This dissertation builds upon the ideas introduced by Liben-Nowell and Kleinberg in The Link Prediction Problem for Social Networks [42]. Link prediction is the problem of predicting between which unconnected nodes in a graph a link will form next, based on the current structure of the graph.
The following research contributions are made:
• Highlighting the difference between the link prediction and link detection problems, which have been implicitly regarded as identical in current research. Despite hidden links and forming links having very highly significant differing metric values, they could not be distinguished from each other by a machine learning system using traditional metrics in an initial experiment. However, they could be distinguished from each other in a "simple" network (one where traditional metrics can be used for prediction successfully) using a combination of new graph analysis approaches.

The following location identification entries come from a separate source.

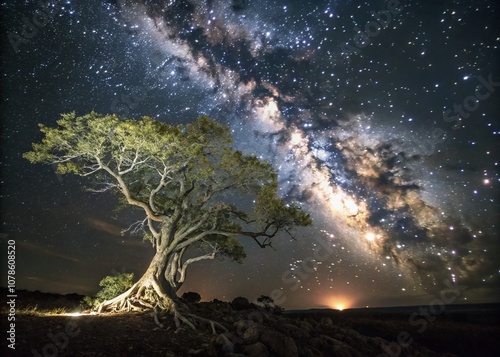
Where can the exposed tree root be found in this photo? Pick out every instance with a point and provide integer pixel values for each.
(140, 297)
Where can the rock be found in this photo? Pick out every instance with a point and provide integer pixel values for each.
(257, 349)
(295, 332)
(252, 334)
(279, 344)
(240, 303)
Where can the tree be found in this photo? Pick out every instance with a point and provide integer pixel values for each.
(112, 285)
(268, 303)
(188, 182)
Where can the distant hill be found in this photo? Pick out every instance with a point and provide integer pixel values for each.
(44, 300)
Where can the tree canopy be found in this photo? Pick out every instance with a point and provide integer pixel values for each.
(188, 180)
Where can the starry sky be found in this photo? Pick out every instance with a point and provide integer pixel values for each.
(381, 117)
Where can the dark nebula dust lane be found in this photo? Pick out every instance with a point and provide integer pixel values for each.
(381, 118)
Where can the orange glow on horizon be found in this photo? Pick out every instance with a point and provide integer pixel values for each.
(339, 302)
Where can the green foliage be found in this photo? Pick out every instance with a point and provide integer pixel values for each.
(112, 286)
(191, 297)
(268, 303)
(181, 176)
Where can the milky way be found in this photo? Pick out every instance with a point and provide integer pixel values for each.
(345, 99)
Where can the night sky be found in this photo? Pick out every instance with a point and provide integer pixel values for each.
(390, 140)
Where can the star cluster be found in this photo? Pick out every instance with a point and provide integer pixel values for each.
(380, 117)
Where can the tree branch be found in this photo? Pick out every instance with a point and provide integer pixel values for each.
(131, 200)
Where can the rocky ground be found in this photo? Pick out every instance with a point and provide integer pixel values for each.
(251, 331)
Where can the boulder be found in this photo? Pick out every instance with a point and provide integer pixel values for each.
(257, 349)
(279, 344)
(240, 303)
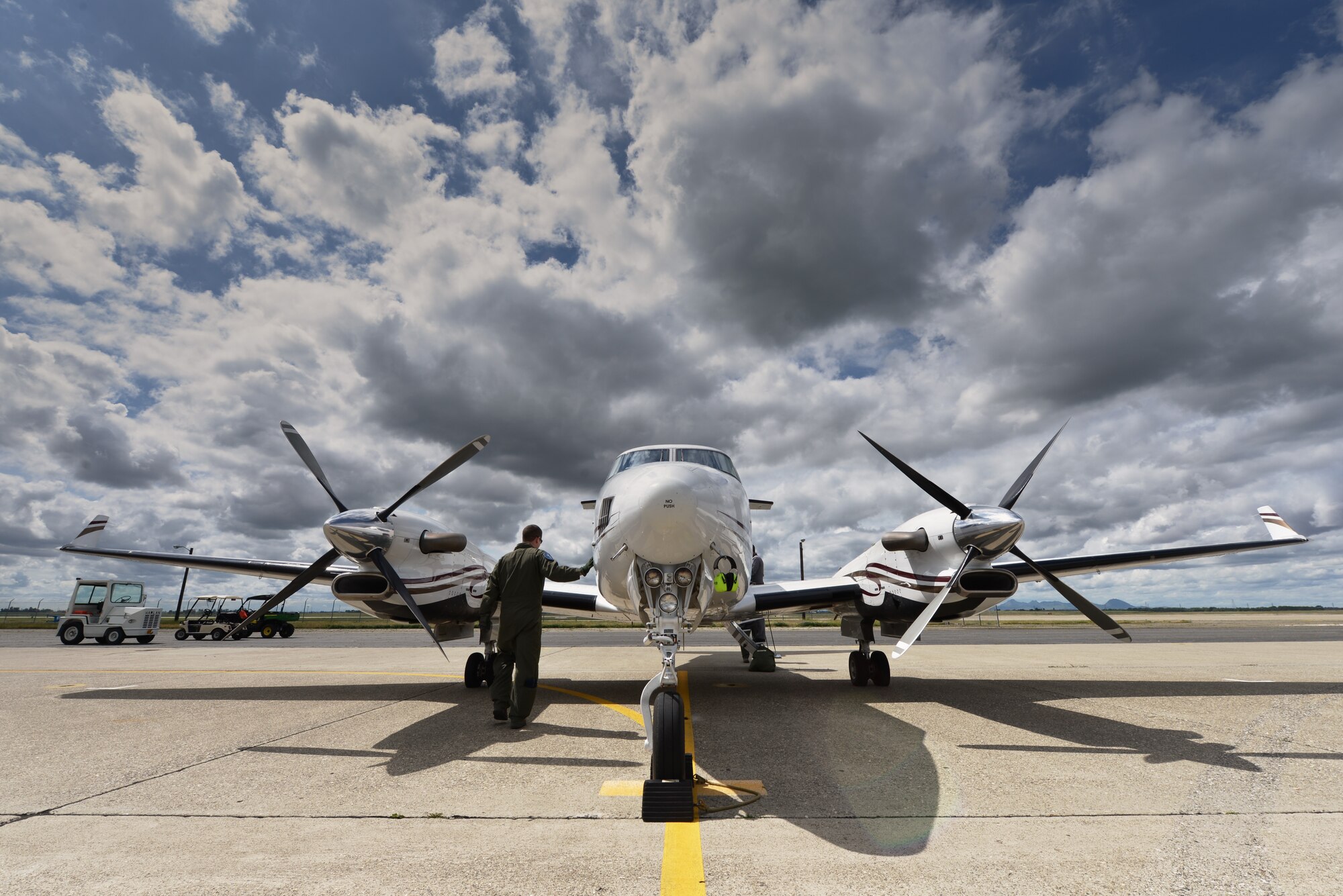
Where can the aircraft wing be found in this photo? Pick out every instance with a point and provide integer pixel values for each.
(575, 599)
(792, 597)
(1130, 560)
(236, 565)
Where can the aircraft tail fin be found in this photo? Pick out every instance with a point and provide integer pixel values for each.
(89, 536)
(1278, 528)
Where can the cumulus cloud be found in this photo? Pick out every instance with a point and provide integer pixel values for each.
(757, 226)
(469, 60)
(385, 165)
(179, 192)
(212, 19)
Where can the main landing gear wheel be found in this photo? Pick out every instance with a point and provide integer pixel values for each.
(476, 670)
(860, 670)
(668, 737)
(879, 667)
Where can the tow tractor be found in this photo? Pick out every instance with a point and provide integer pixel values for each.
(108, 611)
(217, 615)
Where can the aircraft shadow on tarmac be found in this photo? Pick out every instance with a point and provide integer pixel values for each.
(825, 749)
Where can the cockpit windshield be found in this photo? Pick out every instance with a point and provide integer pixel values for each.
(707, 458)
(703, 456)
(641, 456)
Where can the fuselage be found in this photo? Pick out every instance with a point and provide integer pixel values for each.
(668, 511)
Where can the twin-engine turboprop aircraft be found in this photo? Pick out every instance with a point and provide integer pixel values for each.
(671, 541)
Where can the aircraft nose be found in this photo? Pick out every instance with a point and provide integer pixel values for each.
(668, 509)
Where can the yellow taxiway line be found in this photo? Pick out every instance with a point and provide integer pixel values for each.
(683, 855)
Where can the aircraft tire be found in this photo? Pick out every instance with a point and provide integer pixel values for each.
(475, 671)
(859, 670)
(880, 668)
(668, 737)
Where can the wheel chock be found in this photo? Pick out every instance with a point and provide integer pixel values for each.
(762, 660)
(668, 801)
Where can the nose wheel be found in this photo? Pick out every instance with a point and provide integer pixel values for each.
(480, 671)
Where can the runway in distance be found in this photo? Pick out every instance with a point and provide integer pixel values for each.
(672, 542)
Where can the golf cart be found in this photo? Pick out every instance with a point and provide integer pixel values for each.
(218, 615)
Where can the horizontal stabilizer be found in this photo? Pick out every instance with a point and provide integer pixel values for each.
(1278, 528)
(89, 536)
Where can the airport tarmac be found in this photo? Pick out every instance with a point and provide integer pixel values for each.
(1149, 768)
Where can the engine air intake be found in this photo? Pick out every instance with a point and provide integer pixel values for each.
(917, 541)
(361, 585)
(986, 583)
(443, 542)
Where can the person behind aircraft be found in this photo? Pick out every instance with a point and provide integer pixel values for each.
(515, 587)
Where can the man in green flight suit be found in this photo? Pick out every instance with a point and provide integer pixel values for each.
(516, 585)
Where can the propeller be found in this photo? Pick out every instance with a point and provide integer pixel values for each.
(459, 458)
(994, 530)
(362, 536)
(923, 619)
(307, 455)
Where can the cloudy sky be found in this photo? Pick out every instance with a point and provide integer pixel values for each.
(581, 226)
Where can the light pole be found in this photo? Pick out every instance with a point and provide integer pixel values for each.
(183, 589)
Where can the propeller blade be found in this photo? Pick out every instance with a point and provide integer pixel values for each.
(463, 455)
(297, 583)
(922, 621)
(1017, 487)
(930, 487)
(1087, 608)
(390, 575)
(307, 455)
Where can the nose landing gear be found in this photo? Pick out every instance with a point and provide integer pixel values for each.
(669, 792)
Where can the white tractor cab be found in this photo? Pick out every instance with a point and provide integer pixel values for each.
(109, 612)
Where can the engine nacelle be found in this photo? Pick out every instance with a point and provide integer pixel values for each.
(986, 583)
(898, 541)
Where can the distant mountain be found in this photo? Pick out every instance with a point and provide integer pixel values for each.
(1114, 604)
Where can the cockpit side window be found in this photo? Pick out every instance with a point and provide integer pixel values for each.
(643, 456)
(707, 458)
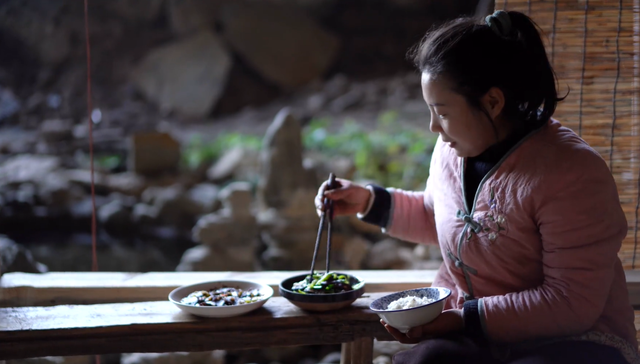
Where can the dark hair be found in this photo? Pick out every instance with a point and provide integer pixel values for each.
(477, 57)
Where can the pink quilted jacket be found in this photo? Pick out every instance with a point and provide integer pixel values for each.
(538, 248)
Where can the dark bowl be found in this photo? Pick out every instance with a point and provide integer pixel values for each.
(321, 302)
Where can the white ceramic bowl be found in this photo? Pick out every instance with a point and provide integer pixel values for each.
(225, 311)
(405, 319)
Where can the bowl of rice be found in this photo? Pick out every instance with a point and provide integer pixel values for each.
(406, 309)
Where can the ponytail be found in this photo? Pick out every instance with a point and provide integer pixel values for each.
(503, 50)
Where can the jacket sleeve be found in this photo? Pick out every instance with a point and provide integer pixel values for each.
(581, 225)
(411, 217)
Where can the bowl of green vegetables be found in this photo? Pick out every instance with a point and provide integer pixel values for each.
(322, 292)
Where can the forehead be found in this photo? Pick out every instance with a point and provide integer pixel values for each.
(434, 87)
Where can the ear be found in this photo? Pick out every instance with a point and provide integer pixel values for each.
(493, 102)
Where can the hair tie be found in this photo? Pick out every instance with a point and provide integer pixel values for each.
(500, 23)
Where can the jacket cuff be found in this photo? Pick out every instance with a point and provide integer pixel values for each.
(471, 317)
(380, 209)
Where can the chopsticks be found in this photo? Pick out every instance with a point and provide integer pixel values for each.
(328, 210)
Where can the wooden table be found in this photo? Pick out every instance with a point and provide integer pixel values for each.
(100, 313)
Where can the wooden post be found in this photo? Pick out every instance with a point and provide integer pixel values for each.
(345, 353)
(485, 7)
(362, 351)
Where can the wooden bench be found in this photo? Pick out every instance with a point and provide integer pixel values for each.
(65, 314)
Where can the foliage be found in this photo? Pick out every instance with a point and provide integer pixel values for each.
(390, 155)
(197, 152)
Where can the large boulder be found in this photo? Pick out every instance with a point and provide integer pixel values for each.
(187, 76)
(152, 154)
(280, 41)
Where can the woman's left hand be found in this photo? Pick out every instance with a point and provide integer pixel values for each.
(448, 322)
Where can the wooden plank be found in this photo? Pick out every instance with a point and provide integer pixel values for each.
(57, 288)
(633, 286)
(162, 327)
(25, 289)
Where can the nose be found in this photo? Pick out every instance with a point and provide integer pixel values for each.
(434, 124)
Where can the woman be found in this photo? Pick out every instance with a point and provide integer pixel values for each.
(526, 214)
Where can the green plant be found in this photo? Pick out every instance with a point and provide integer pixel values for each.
(197, 152)
(390, 155)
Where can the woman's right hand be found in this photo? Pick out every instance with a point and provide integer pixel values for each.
(348, 198)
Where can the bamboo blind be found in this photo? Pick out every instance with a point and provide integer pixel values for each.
(594, 48)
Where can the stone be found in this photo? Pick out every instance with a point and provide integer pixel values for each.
(57, 190)
(9, 103)
(27, 168)
(152, 154)
(290, 243)
(354, 252)
(144, 215)
(127, 183)
(227, 165)
(207, 196)
(113, 257)
(344, 102)
(221, 230)
(237, 198)
(82, 178)
(16, 258)
(203, 357)
(337, 86)
(189, 16)
(208, 258)
(115, 217)
(83, 209)
(282, 171)
(280, 42)
(56, 130)
(187, 76)
(389, 254)
(175, 208)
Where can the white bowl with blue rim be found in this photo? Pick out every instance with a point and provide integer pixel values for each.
(404, 319)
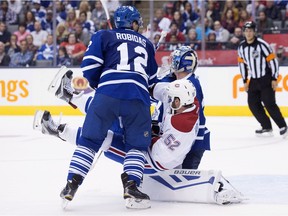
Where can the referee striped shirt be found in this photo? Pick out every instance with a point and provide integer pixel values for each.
(257, 59)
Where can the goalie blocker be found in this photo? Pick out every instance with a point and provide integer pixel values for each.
(185, 185)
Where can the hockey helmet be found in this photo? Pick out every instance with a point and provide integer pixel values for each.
(182, 89)
(250, 24)
(124, 17)
(184, 59)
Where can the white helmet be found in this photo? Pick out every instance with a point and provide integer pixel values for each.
(182, 89)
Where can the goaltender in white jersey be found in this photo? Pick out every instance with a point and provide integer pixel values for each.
(166, 152)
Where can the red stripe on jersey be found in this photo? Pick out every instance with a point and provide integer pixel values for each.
(116, 151)
(184, 122)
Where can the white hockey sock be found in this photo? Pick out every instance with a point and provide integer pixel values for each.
(81, 100)
(69, 134)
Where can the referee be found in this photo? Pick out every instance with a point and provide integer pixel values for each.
(256, 59)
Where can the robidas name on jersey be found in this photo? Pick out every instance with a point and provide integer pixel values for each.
(131, 37)
(186, 172)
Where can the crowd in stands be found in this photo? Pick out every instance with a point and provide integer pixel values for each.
(33, 41)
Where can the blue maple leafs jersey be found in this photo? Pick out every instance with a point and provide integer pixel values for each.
(120, 63)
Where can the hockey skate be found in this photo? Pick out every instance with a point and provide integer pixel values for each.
(134, 199)
(43, 121)
(264, 132)
(228, 196)
(68, 192)
(284, 132)
(61, 85)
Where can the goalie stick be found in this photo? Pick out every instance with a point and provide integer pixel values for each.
(163, 35)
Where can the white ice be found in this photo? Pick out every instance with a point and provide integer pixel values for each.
(33, 169)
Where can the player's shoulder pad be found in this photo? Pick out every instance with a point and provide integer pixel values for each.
(184, 122)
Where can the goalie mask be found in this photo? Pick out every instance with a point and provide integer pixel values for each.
(184, 59)
(182, 90)
(124, 17)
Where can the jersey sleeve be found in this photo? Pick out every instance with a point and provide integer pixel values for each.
(93, 60)
(271, 59)
(242, 65)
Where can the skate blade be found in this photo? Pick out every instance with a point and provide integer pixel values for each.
(37, 120)
(64, 203)
(55, 83)
(285, 135)
(269, 134)
(132, 203)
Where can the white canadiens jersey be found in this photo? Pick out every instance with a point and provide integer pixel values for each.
(179, 133)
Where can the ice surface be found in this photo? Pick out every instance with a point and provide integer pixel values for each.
(33, 171)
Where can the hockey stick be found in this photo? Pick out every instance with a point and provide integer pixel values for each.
(96, 160)
(103, 2)
(163, 35)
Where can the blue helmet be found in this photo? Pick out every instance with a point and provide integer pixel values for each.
(184, 59)
(124, 16)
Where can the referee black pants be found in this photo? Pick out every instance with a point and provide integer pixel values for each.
(260, 95)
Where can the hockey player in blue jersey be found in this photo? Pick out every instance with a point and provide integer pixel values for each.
(120, 64)
(184, 62)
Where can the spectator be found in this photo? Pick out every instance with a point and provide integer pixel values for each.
(29, 21)
(84, 7)
(179, 5)
(175, 31)
(4, 34)
(212, 13)
(46, 51)
(264, 22)
(61, 14)
(207, 29)
(98, 15)
(7, 15)
(169, 11)
(47, 22)
(21, 33)
(163, 22)
(258, 7)
(229, 4)
(236, 38)
(15, 5)
(63, 57)
(229, 23)
(282, 58)
(71, 20)
(13, 47)
(4, 58)
(211, 43)
(189, 16)
(61, 33)
(31, 46)
(38, 11)
(22, 58)
(87, 25)
(82, 35)
(39, 35)
(272, 11)
(177, 18)
(244, 17)
(112, 5)
(192, 40)
(74, 49)
(222, 34)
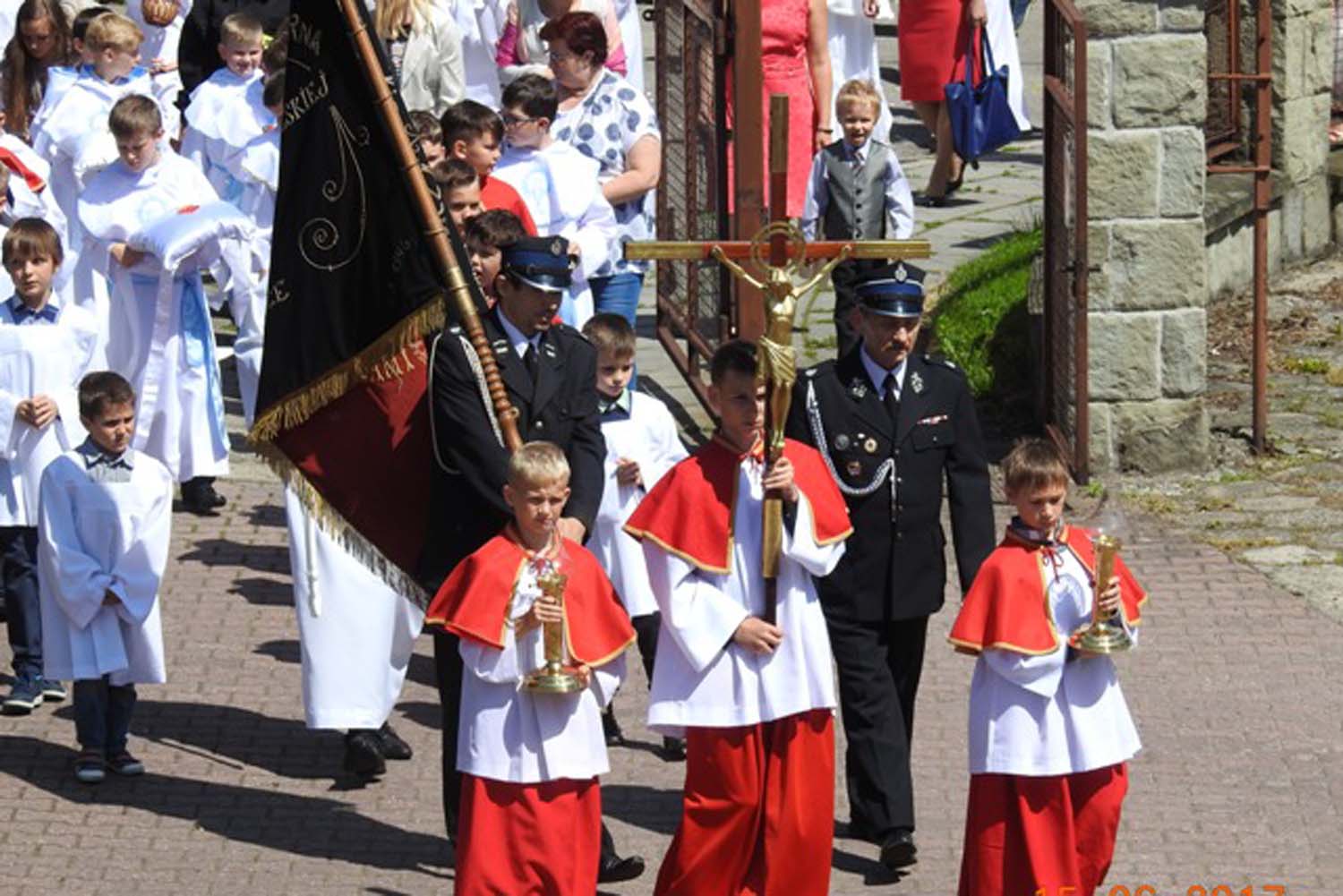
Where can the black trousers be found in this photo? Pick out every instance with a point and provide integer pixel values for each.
(448, 672)
(19, 590)
(878, 665)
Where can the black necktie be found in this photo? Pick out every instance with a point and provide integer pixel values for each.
(529, 360)
(891, 399)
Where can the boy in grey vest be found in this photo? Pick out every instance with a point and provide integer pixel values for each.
(856, 191)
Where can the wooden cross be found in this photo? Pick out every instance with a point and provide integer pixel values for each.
(787, 252)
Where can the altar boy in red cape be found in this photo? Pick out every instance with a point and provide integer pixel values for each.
(1049, 730)
(531, 817)
(755, 699)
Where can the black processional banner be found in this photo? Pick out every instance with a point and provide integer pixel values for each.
(354, 290)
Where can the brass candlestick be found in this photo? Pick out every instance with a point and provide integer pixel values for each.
(552, 678)
(1106, 633)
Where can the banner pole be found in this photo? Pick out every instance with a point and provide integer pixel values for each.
(458, 289)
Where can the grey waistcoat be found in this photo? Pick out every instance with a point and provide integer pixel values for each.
(857, 207)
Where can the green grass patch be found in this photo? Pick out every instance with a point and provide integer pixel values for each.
(980, 320)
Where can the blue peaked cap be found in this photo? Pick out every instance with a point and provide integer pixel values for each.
(539, 260)
(896, 292)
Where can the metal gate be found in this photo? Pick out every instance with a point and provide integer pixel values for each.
(693, 311)
(1065, 394)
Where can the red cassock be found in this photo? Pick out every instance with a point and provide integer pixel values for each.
(539, 839)
(757, 810)
(1022, 832)
(1006, 608)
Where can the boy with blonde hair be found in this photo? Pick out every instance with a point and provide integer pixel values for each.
(73, 140)
(183, 422)
(531, 815)
(642, 443)
(856, 191)
(222, 115)
(46, 346)
(1049, 731)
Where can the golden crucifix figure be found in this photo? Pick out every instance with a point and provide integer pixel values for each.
(776, 360)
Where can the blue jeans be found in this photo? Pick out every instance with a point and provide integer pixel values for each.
(618, 294)
(102, 715)
(23, 606)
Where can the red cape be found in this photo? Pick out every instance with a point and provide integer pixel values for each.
(15, 164)
(475, 598)
(689, 511)
(1007, 608)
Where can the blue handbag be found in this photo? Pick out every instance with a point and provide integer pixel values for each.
(980, 118)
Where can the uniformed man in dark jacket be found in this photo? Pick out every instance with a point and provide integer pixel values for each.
(550, 372)
(892, 426)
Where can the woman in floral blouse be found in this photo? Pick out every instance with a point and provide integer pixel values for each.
(606, 118)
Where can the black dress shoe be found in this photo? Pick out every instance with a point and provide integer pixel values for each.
(391, 743)
(612, 729)
(199, 498)
(899, 849)
(615, 869)
(673, 750)
(364, 753)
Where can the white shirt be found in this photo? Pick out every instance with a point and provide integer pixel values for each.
(701, 678)
(877, 373)
(510, 734)
(1049, 715)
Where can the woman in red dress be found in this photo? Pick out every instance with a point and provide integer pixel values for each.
(932, 51)
(795, 61)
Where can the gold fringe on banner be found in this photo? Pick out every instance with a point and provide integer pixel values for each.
(301, 405)
(333, 525)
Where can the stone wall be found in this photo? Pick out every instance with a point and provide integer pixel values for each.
(1147, 99)
(1305, 220)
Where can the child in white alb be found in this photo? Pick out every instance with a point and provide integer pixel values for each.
(102, 547)
(642, 443)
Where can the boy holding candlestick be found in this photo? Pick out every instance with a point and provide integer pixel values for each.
(1049, 730)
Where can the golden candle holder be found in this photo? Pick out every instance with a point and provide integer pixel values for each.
(552, 678)
(1106, 633)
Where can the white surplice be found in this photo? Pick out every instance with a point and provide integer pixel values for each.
(223, 115)
(703, 678)
(649, 437)
(1048, 715)
(257, 168)
(39, 359)
(508, 732)
(97, 538)
(69, 129)
(853, 54)
(560, 188)
(163, 344)
(356, 633)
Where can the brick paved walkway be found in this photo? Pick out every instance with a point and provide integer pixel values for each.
(1235, 689)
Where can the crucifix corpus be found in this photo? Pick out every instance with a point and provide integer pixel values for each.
(776, 254)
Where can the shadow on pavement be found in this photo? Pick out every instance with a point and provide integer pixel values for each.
(647, 807)
(301, 825)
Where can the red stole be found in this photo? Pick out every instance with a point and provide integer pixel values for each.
(689, 511)
(475, 600)
(1007, 605)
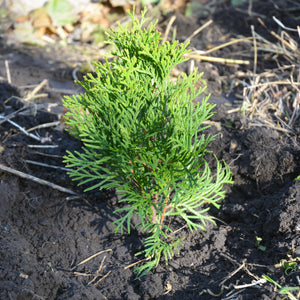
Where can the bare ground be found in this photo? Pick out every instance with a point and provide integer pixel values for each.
(45, 233)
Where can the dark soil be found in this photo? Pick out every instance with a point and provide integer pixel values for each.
(46, 233)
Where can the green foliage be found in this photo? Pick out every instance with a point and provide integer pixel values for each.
(283, 290)
(141, 135)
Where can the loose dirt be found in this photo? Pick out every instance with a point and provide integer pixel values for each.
(46, 235)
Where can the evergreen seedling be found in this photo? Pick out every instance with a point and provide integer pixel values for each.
(141, 135)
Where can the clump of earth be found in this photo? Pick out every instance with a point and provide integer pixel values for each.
(58, 245)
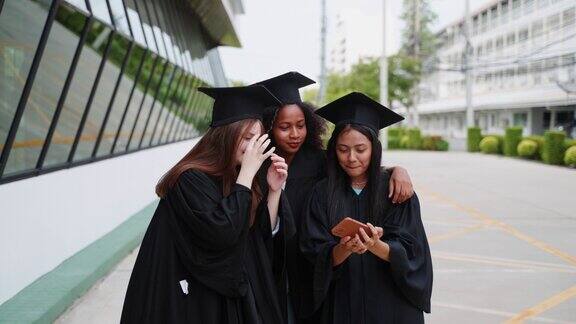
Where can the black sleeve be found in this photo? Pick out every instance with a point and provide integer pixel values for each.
(410, 261)
(215, 221)
(317, 243)
(210, 232)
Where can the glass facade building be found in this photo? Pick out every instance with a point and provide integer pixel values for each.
(86, 80)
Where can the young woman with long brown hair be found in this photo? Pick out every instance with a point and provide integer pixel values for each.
(296, 131)
(381, 275)
(205, 256)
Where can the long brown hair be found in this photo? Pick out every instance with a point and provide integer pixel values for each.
(215, 154)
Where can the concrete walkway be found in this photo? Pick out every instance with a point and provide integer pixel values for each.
(502, 233)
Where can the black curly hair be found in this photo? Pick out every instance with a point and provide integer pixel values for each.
(315, 125)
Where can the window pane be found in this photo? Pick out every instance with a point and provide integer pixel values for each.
(46, 90)
(78, 94)
(160, 91)
(135, 102)
(120, 102)
(147, 103)
(119, 16)
(101, 101)
(165, 116)
(100, 10)
(21, 23)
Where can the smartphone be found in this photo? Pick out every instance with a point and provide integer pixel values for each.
(349, 227)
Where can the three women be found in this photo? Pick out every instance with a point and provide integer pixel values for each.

• Defining temporal metric statistics by combining traditional statistical measures with measures commonly employed in financial analysis and traditional social network analysis. These metrics are calculated over time for a sequence of sociograms. It is shown that some of the temporal extensions of traditional metrics increase the accuracy of link prediction.
• Defining traditional metrics using different radii to those at which they are normally calculated. It is shown that this approach can increase the individual prediction accuracy of certain metrics, marginally increase the accuracy of a group of metrics, and greatly increase metric computation speed without sacrificing information content by computing metrics using smaller radii. It also solves the “distance-three task” (that common neighbour metrics cannot predict links between nodes at a distance greater than three).
• Showing that the combination of local and temporal approaches to link prediction can lead to very high prediction accuracies. Furthermore in “complex” networks (ones where traditional metrics cannot be used for prediction successfully) local and temporal metrics become even more useful.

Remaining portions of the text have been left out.